Take images, for example. If image transmission is your site’s biggest problem, you have a slew of solutions to choose from. Let’s say the servers deliver content snappily, and pages are easy to load, but measurements reveal that it takes many seconds to pass large or complex images. This not only slows down the data transmission, but also bogs down the browser’s rendering engine. Here’s what you can do to remedy the problem:

  • Translate images from formats like PNG or JPEG into Scalable Vector Graphics (SVG) to shrink their size dramatically, as well as make them more portable across different display devices and screen sizes.
  • Convert large images into a lower-quality format, such as using a more-compressed JPEG encoding scheme.
  • “Lazy-load” images so that readers begin to see your page immediately, with its graphic content arriving in the background.
  • Redesign the page to require only a fraction as much graphics content.
  • Implement a client-side caching scheme; while the initial page loading might remain pokey, navigation around the site is snappy.
  • Host images separately from HTML and JavaScript text to accelerate browser responsiveness in common situations.
  • Improve page-loading speed significantly with browser re-load, pre-fetch, and pre-render hints on occasion.
  • Recode JavaScript in specific ways to help browser pre-loaders see images and load them earlier.
  • Use a Content Delivery Network to stage the images at network sites near end-users. This only works well for the highest-volume websites. Otherwise, it’s an expensive and impractical option.

5. Examine JavaScript coding

Nearly all modern web pages process thousands of lines of JavaScript for advertisement management, Web analytics, client-side interactions, multimedia controls, and more. Web frameworks “churn” so fast that few have matured enough for true best practices to be well known.

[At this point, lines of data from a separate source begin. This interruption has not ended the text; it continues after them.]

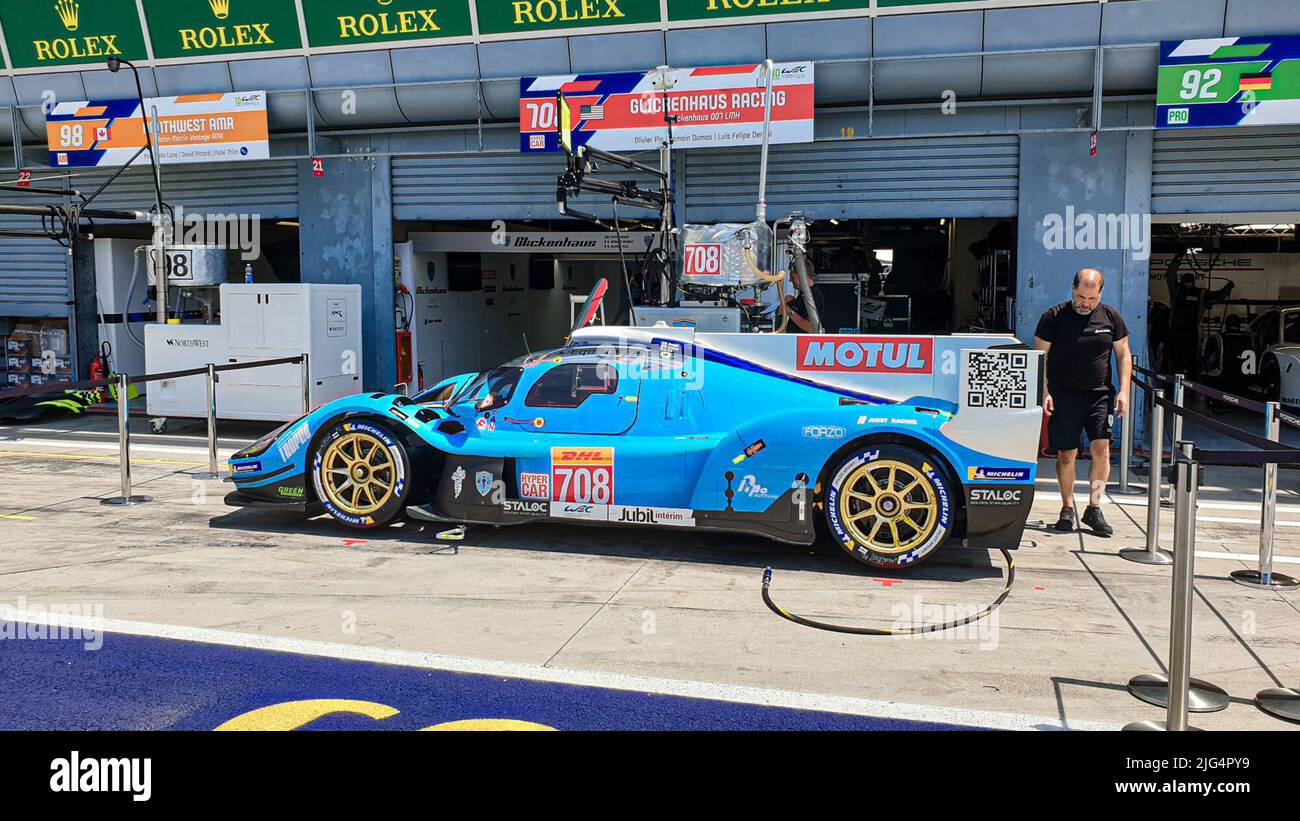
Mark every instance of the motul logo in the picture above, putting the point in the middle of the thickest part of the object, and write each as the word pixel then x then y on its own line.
pixel 866 353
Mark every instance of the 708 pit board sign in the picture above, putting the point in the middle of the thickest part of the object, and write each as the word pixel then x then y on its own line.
pixel 1229 82
pixel 200 127
pixel 624 111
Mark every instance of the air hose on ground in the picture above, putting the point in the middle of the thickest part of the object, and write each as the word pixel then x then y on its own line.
pixel 947 625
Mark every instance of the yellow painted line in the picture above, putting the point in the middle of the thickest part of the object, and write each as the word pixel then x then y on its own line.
pixel 112 459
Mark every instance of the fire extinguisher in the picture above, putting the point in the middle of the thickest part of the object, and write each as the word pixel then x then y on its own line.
pixel 99 368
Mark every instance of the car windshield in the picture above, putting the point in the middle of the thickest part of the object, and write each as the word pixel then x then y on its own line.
pixel 498 382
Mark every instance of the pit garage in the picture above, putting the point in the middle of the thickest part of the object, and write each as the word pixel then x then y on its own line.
pixel 1225 259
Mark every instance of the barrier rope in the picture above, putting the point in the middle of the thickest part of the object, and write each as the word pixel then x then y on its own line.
pixel 87 385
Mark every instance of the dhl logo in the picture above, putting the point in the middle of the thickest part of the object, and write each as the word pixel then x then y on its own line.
pixel 583 456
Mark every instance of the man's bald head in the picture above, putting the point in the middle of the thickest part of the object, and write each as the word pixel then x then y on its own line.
pixel 1087 290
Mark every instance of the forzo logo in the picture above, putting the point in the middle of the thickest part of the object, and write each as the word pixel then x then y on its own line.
pixel 866 355
pixel 823 431
pixel 294 441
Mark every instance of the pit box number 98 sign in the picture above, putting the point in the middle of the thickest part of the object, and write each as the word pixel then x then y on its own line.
pixel 703 260
pixel 583 474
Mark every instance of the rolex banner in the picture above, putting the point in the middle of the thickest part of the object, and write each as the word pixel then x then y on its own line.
pixel 710 108
pixel 1229 82
pixel 199 127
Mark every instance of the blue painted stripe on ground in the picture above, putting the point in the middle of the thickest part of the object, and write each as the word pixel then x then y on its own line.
pixel 148 683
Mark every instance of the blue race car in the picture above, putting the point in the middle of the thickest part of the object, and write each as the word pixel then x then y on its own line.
pixel 889 444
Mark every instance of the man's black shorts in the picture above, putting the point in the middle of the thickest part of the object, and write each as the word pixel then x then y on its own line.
pixel 1079 412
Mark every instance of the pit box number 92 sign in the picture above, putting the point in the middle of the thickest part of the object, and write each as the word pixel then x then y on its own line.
pixel 583 474
pixel 703 260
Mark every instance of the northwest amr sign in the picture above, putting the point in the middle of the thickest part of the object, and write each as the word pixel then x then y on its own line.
pixel 624 111
pixel 203 127
pixel 1229 82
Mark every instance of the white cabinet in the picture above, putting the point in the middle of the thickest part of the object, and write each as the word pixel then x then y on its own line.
pixel 263 322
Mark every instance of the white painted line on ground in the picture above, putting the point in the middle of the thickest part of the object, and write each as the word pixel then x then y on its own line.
pixel 103 446
pixel 1244 557
pixel 584 678
pixel 1213 505
pixel 1229 520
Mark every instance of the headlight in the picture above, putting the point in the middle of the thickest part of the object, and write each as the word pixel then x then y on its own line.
pixel 263 444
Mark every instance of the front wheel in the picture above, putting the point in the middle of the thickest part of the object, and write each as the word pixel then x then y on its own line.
pixel 362 472
pixel 888 505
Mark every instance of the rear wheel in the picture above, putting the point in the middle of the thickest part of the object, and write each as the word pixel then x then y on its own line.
pixel 362 472
pixel 888 505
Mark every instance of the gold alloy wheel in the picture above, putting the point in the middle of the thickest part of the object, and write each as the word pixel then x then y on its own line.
pixel 888 507
pixel 358 473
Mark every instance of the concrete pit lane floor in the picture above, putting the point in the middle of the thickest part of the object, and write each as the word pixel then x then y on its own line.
pixel 627 611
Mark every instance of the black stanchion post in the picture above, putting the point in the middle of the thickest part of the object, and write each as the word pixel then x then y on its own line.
pixel 1178 691
pixel 1265 578
pixel 124 447
pixel 213 470
pixel 307 385
pixel 1156 433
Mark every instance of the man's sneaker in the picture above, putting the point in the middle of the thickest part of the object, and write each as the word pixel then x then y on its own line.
pixel 1093 518
pixel 1066 522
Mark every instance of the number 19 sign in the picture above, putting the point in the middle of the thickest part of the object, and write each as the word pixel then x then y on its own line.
pixel 1229 82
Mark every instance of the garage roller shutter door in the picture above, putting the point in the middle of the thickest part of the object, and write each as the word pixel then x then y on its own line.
pixel 34 273
pixel 268 189
pixel 494 186
pixel 1226 170
pixel 914 178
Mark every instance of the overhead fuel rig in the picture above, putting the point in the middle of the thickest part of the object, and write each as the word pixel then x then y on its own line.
pixel 714 276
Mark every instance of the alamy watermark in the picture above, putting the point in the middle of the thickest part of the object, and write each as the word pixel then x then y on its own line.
pixel 65 621
pixel 1097 231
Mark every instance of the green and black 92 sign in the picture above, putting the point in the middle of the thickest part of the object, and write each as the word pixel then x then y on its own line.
pixel 56 33
pixel 1229 82
pixel 203 27
pixel 351 22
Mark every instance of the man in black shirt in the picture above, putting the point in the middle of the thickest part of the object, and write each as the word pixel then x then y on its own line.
pixel 793 305
pixel 1079 337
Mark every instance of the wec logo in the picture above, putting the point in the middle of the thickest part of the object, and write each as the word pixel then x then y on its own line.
pixel 866 353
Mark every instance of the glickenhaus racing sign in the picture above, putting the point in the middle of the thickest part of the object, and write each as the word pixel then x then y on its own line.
pixel 713 107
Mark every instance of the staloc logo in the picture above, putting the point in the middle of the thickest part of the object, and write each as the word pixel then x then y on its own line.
pixel 77 774
pixel 984 495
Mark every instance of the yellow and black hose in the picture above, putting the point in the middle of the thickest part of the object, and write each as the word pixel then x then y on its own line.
pixel 947 625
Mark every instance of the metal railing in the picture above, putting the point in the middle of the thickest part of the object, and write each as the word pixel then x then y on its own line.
pixel 121 385
pixel 1264 577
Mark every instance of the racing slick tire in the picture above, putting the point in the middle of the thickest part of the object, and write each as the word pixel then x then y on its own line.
pixel 362 473
pixel 888 505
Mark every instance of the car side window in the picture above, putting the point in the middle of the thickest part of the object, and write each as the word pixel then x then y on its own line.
pixel 568 386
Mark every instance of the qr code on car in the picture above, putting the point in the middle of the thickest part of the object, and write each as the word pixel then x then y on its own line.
pixel 997 379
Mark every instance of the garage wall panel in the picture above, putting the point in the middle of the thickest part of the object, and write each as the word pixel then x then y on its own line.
pixel 1226 170
pixel 917 178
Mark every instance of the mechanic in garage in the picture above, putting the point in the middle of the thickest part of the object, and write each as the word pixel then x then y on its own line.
pixel 1079 337
pixel 793 305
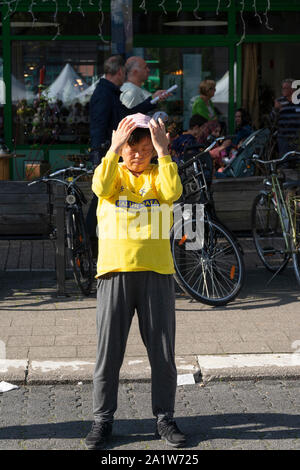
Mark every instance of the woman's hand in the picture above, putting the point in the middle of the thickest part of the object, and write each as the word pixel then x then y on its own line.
pixel 159 137
pixel 122 134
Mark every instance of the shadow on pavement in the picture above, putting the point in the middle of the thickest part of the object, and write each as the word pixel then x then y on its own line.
pixel 246 426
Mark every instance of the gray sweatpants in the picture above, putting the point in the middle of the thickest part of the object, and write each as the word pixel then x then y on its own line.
pixel 152 296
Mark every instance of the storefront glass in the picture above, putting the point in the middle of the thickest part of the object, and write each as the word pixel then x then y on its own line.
pixel 187 67
pixel 52 82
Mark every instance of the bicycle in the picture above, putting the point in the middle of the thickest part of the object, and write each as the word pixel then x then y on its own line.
pixel 276 219
pixel 208 261
pixel 77 238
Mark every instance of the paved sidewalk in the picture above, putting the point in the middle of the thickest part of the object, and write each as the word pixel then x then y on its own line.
pixel 54 338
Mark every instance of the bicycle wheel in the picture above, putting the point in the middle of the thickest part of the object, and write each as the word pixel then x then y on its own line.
pixel 267 234
pixel 79 250
pixel 208 263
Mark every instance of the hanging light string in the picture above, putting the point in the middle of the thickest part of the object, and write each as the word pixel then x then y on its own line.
pixel 100 34
pixel 243 22
pixel 34 19
pixel 256 12
pixel 179 6
pixel 69 6
pixel 79 8
pixel 196 9
pixel 9 10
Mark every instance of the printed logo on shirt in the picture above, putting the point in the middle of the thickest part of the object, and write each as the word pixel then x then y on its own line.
pixel 125 204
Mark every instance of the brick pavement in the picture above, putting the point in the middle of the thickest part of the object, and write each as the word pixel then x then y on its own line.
pixel 36 325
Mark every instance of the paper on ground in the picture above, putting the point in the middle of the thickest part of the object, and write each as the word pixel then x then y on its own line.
pixel 6 387
pixel 185 379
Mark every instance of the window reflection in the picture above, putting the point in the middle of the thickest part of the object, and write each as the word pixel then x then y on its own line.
pixel 2 94
pixel 187 67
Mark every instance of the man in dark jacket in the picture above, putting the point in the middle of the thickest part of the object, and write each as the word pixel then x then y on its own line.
pixel 106 108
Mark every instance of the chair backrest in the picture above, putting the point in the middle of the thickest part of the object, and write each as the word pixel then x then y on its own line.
pixel 195 188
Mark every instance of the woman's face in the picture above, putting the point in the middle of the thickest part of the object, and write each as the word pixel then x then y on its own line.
pixel 138 156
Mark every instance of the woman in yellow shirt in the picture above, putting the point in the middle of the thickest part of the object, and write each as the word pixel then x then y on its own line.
pixel 134 270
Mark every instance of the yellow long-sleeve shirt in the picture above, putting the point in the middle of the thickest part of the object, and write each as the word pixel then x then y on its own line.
pixel 135 215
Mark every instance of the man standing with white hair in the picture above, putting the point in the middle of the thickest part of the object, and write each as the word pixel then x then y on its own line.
pixel 137 72
pixel 287 114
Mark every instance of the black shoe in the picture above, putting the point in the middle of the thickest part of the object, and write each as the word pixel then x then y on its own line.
pixel 167 429
pixel 98 435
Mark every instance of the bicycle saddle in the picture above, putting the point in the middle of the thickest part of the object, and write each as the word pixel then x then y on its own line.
pixel 291 184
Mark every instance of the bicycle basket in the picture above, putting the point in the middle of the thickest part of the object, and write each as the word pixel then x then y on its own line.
pixel 196 177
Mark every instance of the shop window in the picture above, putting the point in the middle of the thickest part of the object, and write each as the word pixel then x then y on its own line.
pixel 157 22
pixel 186 68
pixel 69 23
pixel 51 87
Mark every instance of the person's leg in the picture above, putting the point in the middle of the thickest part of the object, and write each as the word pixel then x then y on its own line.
pixel 156 314
pixel 115 309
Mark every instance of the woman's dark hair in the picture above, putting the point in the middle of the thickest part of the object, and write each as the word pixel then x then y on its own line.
pixel 137 135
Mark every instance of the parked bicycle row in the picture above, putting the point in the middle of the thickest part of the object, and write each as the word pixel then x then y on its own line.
pixel 208 259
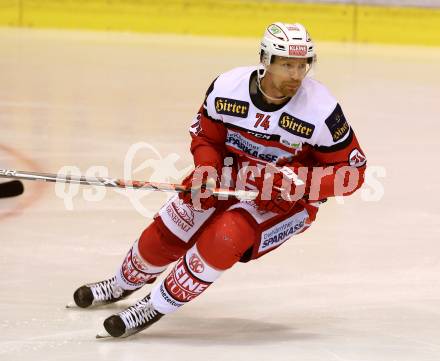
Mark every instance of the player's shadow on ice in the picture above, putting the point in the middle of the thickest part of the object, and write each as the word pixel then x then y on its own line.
pixel 220 331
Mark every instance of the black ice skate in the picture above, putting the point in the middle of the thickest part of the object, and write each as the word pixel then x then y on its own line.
pixel 132 320
pixel 99 293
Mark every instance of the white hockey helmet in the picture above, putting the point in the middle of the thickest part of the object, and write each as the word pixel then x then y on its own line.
pixel 287 40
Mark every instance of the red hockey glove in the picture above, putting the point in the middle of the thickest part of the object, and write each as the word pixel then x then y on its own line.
pixel 279 189
pixel 200 184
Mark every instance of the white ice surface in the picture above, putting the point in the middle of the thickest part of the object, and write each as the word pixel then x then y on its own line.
pixel 361 285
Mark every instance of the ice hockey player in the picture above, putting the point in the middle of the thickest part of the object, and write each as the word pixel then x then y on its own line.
pixel 269 128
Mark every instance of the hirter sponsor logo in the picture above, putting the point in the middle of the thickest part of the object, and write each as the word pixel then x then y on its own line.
pixel 296 126
pixel 356 158
pixel 182 285
pixel 233 107
pixel 196 264
pixel 297 50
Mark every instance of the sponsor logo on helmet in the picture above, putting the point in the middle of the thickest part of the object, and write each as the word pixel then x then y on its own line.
pixel 297 50
pixel 337 124
pixel 274 29
pixel 296 126
pixel 356 158
pixel 196 264
pixel 236 108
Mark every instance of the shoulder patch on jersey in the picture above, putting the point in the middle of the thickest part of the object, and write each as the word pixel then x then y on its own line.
pixel 233 107
pixel 296 126
pixel 337 124
pixel 356 158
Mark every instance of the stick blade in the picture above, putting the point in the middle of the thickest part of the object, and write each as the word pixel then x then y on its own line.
pixel 11 189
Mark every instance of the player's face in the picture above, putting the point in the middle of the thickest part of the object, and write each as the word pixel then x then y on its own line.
pixel 287 74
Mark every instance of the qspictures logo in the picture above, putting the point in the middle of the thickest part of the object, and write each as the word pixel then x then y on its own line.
pixel 233 107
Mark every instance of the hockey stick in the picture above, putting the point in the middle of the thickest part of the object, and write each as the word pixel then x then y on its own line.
pixel 11 189
pixel 118 183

For instance, think about jQuery — perhaps the most widely used JavaScript library. In jQuery, use of “… innerHTML is massively faster …” than the corresponding jquery.html(), in the words of Google Chrome Tooling specialist Paul Irish. That said, millions of web pages use the latter, despite the performance hit. To wring out such inefficiencies, you’ll need to do a performance audit, like the one a Google team did for Wikipedia in the write-up quoted immediately above.

Auditing at this level — whether of JavaScript, downloaded elements, or server-side computations — demands considerable experience and breadth of knowledge. Unfortunately, overnight success in not guaranteed. However, depending on the level of your expertise, try to cycle through the following steps:

  1. Run a good page-speed profiler.
  2. Compare the results to your organization’s business requirements for the pages in question.
  3. Use the profiler’s automated hints and suggestions as starting points for alternative codings.
  4. Measure your experiments and ruled by measurements, not subjective impressions.

Working with a budget that won’t budge

Even if you’re on a tight budget, you still have options for improving site speed. In fact, it’s been my experience that every — and I mean every — team that uses a page-speed profiler, at all, systematically discovers at least one surprise with the potential to improve speed by at least 20 percent. And that’s without any fees or loss of end-user functionality.

Of course, if you have the means to hire help, you can still cut costs by getting a clear picture of what you have and what you want. The first step is deciding by how much you want to enhance user experience.